“不給睡,我找別人怎麼了!”
“離婚!”
隨着離婚協議書被啪的一聲扔在了桌子上。
客廳裏。
虞晚穿着一襲真絲睡裙,懶洋洋靠在椅子上,抬着漂亮的下頜,壓着眸子看向站在眼前,面無表情的男人。
一副刁蠻無比的口吻說出這兩句理不直氣也壯的誑語。
說她嬌生慣養,刁蠻任性,囂張跋扈,沒問題,畢竟她有這個資本。
但說她是反派大佬的惡毒炮灰前妻,那不行!
沒錯,虞晚覺醒了。
原來她生活在一本小說中,夢裏的她是反派大佬的惡毒炮灰前妻。
爲了得到男主,死纏爛打無所不用其極。
甚至下藥爬牀。
結果偷雞不成蝕把米,醒來後,被媒體圍堵在門口。
牀上的人並不是’她‘心心念唸的謝時遠,反倒是身爲反派的私生子——謝冥硯。
因爲被媒體曝光,輿論壓人,她不得已嫁給了謝冥硯。
……
“怎麼,你不樂意?”虞晚仰着漂亮的下巴,頗爲驕縱的問。
雖然是問句,但一點也不在乎答案。
女人撐着下巴,脣瓣輕啓:“不樂意也得受着,畢竟我是大小姐,而你現在,甚麼都不是。
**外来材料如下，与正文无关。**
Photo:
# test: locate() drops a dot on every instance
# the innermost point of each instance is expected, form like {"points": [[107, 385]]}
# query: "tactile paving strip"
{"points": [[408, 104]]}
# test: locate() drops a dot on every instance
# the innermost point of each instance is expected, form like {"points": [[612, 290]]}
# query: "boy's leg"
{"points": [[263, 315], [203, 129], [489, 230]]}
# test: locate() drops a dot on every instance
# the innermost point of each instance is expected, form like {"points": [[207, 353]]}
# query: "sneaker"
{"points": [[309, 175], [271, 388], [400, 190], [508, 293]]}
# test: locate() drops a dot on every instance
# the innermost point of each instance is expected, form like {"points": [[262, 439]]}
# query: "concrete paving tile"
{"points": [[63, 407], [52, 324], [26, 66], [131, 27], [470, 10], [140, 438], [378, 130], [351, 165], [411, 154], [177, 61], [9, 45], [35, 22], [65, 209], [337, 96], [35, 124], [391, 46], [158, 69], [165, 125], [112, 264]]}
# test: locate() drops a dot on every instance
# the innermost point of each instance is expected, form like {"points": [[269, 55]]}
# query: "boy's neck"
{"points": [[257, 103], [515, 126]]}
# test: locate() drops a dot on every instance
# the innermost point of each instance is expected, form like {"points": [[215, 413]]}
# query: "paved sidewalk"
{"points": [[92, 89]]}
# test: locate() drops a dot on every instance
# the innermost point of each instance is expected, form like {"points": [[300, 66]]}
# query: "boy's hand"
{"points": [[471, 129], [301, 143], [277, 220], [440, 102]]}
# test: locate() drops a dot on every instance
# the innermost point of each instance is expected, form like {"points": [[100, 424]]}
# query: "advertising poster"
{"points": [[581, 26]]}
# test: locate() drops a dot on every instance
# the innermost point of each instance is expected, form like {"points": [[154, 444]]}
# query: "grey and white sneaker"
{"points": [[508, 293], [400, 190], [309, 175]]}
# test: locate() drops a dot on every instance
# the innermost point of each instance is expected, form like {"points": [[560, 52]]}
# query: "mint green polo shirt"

”
所以,我想甚麼時候離婚,就甚麼時候離婚。
你還不樂意了,等這狗屁倒計時消失,本小姐第一件事就是踹了你。
謝冥硯看着眼前的人嬌蠻無比的神色,體內難耐的感覺還在翻湧,而手指上方纔的觸感卻已經消失。
皮膚飢渴症發作,想要被觸碰的念頭在體內瘋狂的叫囂。
控制不住的想要被觸碰,卻又因爲主人的剋制,得不到任何的舒緩。
皮膚都泛起了潮紅,男人修長的手指緊握,骨節泛白。
因爲指尖的用力,掌心滲出絲絲血跡,但他卻對此視若無睹。
可不要嚇到她了。
謝冥硯看着面前的虞晚。
她總是囂張又跋扈,愛耍小心機,驕縱又蠻橫的使用一些小手段折騰人,實則對他來說不痛不癢。
謝冥硯嘴角扯起一抹笑,眼底滿是趣味,嘴角掛着若有若無的弧度:“不敢有。”
準確來說,他從沒想過真的離婚。